Power Without Limits: Zimbabwe Shows Where Constitutions Go to Die
Zimbabwe's senate has approved a constitutional amendment that would extend President Emmerson Mnangagwa's term — an 83-year-old man consolidating power in a country where the average citizen earns less in a month than a Valletta parking fine costs in a week.
There is a particular kind of political theatre that happens when a government changes the rules of a game it is already winning. Zimbabwe's senate has approved a constitutional amendment that would extend President Emmerson Mnangagwa's term — an 83-year-old man consolidating power in a country where the average citizen earns less in a month than a Valletta parking fine costs in a week.
Opposition figures have called it a constitutional coup. The government, naturally, calls it something else. It always does.
Watch this pattern long enough and you stop being surprised by the mechanism. What surprises you, every time, is how little resistance it requires. A senate vote. Some procedural language. The word "reform" applied to something that is precisely its opposite. The constitution doesn't get torn up — it gets amended until it resembles itself only in name, a photograph of a building that has been quietly demolished from the inside.

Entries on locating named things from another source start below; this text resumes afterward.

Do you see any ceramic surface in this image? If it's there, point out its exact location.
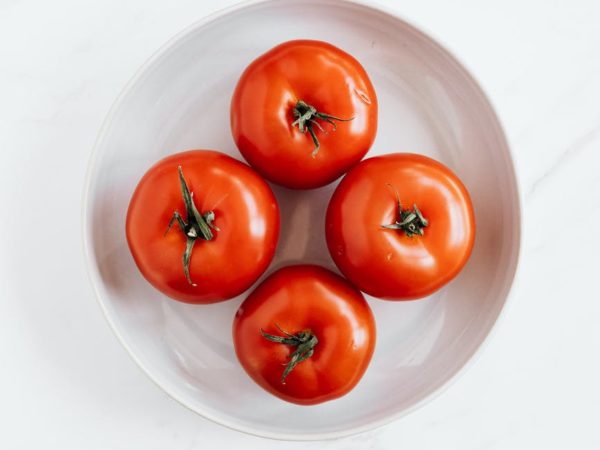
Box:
[84,0,520,439]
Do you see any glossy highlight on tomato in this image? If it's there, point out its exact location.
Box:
[231,40,377,189]
[233,265,375,405]
[126,150,279,303]
[326,153,475,300]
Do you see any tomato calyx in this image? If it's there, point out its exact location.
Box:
[260,324,319,384]
[165,166,220,286]
[292,100,354,158]
[381,184,429,237]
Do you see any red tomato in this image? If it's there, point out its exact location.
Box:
[126,150,279,303]
[233,265,375,405]
[326,153,475,300]
[231,40,377,189]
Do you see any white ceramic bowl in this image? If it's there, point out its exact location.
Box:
[84,0,520,439]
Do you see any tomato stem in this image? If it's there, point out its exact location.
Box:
[292,100,354,158]
[260,324,319,384]
[381,183,429,237]
[165,166,219,286]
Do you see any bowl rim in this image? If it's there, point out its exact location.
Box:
[81,0,524,441]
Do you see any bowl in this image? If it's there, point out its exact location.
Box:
[83,0,521,440]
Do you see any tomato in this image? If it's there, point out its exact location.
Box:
[233,265,375,405]
[326,153,475,300]
[126,150,279,303]
[231,40,377,189]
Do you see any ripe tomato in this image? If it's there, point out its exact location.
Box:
[231,40,377,189]
[233,265,375,405]
[326,153,475,300]
[126,150,279,303]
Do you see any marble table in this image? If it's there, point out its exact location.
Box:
[0,0,600,450]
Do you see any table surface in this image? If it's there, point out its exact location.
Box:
[0,0,600,450]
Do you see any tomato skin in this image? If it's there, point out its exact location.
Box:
[233,265,375,405]
[126,150,279,303]
[231,40,377,189]
[326,153,475,300]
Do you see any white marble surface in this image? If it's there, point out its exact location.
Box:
[0,0,600,450]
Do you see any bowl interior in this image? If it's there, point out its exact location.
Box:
[84,0,520,439]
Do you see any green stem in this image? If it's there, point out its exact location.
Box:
[381,184,429,237]
[260,324,319,384]
[292,100,354,158]
[165,166,219,286]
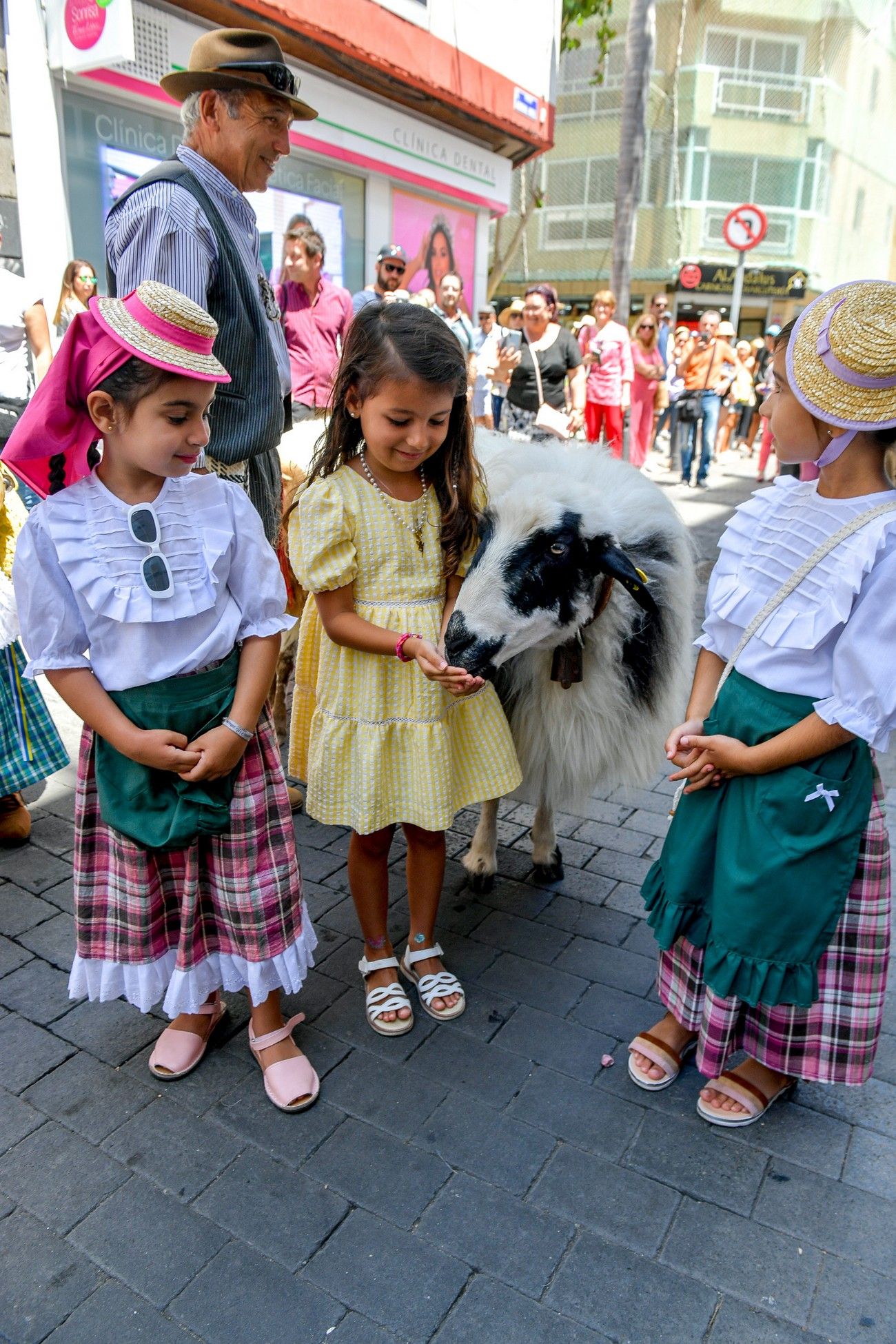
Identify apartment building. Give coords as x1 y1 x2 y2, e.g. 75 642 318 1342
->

Malta is not Zimbabwe. That comparison would be lazy and I won't make it. But the questions Zimbabwe raises are not Zimbabwean questions. They are structural ones. Who writes the rules? Who changes them? And critically — who was never in the room when either happened?
The New York Times this week ran a piece arguing that one-party dominance hides in plain sight inside seemingly competitive political systems. The thesis is uncomfortable precisely because it doesn't require a villain. It requires only inertia, incumbency advantage, and a public grown too exhausted to keep score. Stagnation and corruption, the argument goes, are not failures of the system — they are features of it, once the system has been running long enough without genuine accountability.

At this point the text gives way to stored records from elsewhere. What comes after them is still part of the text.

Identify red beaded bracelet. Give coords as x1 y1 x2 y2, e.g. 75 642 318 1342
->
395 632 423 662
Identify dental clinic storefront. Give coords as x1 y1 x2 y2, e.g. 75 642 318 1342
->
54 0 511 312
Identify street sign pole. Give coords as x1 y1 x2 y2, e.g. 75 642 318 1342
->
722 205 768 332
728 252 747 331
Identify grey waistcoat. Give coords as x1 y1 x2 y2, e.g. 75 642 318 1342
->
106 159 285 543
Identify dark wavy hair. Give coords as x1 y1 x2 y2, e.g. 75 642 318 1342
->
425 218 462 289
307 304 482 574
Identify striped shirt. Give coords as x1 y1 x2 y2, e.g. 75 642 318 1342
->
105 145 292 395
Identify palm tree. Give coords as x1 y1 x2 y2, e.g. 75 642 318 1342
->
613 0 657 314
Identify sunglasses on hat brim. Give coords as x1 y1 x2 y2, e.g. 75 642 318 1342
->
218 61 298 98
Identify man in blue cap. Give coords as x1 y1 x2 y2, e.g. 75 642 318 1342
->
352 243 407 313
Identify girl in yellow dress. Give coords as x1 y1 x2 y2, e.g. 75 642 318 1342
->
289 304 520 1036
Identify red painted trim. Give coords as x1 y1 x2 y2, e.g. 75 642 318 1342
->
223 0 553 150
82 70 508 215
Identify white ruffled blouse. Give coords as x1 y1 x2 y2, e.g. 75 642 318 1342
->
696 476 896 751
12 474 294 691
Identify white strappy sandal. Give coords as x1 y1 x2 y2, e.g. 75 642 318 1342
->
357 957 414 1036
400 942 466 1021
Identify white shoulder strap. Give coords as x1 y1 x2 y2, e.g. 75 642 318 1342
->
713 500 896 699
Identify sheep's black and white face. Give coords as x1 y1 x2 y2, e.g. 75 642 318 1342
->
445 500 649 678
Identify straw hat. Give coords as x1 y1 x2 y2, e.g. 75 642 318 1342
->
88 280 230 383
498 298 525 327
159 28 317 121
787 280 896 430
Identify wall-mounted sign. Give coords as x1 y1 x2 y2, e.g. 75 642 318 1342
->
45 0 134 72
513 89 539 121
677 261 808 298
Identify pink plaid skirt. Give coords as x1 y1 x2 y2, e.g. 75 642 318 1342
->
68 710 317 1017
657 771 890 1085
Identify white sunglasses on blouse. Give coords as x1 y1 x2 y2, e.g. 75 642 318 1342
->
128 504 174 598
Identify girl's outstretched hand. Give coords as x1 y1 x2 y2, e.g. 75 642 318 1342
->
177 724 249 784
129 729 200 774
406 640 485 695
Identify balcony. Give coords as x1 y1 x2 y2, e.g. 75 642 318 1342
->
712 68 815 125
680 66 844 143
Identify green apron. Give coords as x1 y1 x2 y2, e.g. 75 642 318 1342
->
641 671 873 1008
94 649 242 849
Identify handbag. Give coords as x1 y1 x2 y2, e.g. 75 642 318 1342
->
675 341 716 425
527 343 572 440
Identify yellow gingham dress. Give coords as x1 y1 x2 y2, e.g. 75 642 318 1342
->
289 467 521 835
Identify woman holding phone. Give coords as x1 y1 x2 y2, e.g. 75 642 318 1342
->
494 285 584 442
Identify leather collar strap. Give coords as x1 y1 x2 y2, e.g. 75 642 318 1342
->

That is the thread connecting Harare to the broader moment we are in. Across multiple continents, the constitutional guardrails that were supposed to be immovable are being tested — not always by force, but by patience. By the slow accumulation of precedent. By the discovery that a rule only holds if enough people are willing to enforce it.
The sailor killed in the Gulf of Oman this month — an Indian crew member on a commercial vessel struck in a US military operation — leaves behind a family asking questions that no government has answered with anything resembling accountability. Who authorised it. Who pays. What the rules of engagement actually are when a life ends in waters no one was supposed to be fighting over.
Different latitudes. Same geometry.
There are people in every country who are told that the system works, that the institutions hold, that patience is a virtue. They are usually the people the system works least well for. The nurse on the night shift doesn't have time to read the constitutional footnotes. That's the point.
Power that rewrites its own limits rarely stops at one amendment.